Whitelist/verification spam filters

David Mertz, Ph.D. mertz at gnosis.cx
Wed Aug 28 05:59:05 CEST 2002

"Mark McEahern" <marklists at mceahern.com> wrote previously:
|If the whitelist system (such as TMDA) allows you to view the messages that
|have not been confirmed, then it's not excluding them, it's merely filtering
|them.  So, in that sense, it's better than nothing (unless you view the
|confirmation request as a distinctly negative thing).

If I need to review rejected messages before final deletion then the
real work TMDA does for me is significantly less.  The truth is, I don't
trust *any* filtering system enough to forgo reviewing the rejects
occassionally.  But a "passive" system--whether based on regexen or on
statistical models (Bayes)--avoids the small extra burden placed on
legitimate correspondents by whitelist/verification systems.

Moreover, there is a whole category of legitimate messages that I forgot
to mention in my previous enumeration.  I frequently "correspond" with
automated email robots.  For example, when I make a purchase online, I
often get some sort of confirmation email, and sometimes must respond to
this confirmation to complete the transaction.  I do this often enough
that adding each thing to a whitelist is a hassle--and even if I were to
try, I am rarely sure exactly what return address will appear on an
automated response (sometimes even the domain is different, e.g. someone
else handles payment billing).  And even if I took the work to whitelist
a robot, it seems slightly silly for a transaction with a vendor I will
never talk to again after today.

|Well, I may not be understanding you here.  But let's say you have a body of
|messages: M.  Take a subset of them up to a certain point in time-->M1.
|Take all the from addresses in M1 and add them to the whitelist.  Then, see
|how many messages in M-M1 are from addresses not harvested from M1.

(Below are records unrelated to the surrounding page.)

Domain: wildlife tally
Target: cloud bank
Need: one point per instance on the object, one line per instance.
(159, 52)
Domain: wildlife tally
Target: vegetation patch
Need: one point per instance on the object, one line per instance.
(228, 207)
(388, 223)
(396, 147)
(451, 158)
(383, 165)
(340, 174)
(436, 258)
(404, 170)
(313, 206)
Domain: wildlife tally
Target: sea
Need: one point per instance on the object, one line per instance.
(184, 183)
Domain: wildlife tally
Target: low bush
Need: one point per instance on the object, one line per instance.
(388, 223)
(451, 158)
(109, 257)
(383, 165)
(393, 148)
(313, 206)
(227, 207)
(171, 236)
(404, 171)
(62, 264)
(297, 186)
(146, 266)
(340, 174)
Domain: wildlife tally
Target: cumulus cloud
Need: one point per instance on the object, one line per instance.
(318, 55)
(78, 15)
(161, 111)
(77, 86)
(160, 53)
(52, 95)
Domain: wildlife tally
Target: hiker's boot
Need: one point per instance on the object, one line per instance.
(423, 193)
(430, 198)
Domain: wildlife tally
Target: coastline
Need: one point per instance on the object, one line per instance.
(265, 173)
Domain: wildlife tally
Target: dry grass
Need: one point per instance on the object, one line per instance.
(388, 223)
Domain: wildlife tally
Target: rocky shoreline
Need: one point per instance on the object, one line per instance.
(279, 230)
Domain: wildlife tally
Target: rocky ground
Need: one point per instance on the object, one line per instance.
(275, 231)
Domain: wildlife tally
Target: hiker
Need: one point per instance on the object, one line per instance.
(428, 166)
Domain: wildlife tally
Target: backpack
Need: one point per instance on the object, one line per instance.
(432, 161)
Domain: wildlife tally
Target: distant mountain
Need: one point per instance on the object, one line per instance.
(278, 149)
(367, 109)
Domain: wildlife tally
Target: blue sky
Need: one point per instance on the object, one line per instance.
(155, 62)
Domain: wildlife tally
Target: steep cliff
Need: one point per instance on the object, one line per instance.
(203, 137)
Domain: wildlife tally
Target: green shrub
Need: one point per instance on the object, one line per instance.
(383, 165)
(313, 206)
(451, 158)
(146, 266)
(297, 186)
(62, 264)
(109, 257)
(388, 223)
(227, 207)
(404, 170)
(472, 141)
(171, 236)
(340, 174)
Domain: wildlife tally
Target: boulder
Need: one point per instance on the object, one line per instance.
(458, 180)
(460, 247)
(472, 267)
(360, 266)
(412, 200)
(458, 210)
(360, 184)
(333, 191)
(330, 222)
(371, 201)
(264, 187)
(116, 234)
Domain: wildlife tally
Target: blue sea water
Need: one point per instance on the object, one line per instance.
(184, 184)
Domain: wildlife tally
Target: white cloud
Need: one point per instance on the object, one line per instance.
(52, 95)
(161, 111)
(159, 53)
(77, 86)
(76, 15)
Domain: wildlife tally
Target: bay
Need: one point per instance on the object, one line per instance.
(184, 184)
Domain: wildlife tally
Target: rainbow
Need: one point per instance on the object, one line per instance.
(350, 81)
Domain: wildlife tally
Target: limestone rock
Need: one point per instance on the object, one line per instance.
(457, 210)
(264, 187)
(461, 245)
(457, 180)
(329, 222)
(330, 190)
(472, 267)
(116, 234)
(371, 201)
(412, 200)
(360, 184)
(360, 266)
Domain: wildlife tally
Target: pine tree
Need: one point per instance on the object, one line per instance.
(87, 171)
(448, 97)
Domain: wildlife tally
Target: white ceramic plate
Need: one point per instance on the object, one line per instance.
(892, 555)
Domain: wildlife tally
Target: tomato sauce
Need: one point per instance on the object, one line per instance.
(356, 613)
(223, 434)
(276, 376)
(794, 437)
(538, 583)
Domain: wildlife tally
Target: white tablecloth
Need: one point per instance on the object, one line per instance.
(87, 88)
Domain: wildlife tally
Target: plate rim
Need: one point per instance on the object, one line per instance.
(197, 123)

There is a good idea in this.  But I think there are several problems
with actually reporting this as quantitative data.  An historical
comparison like this would require some programming, which is of course,
some extra work.  But that's not unreasonable.  What I do not know in
the suggested analysis is what percentage of legitimate correspondents
actually WOULD respond to the authentication challenge.  The methodology
suggested assumes they all would, but that's the very issue in question.
Moreover, even though I think it is unlikely, it is *possible* that some
spammers would respond to the authentication, thereby creating a
category of false negatives in the filtering.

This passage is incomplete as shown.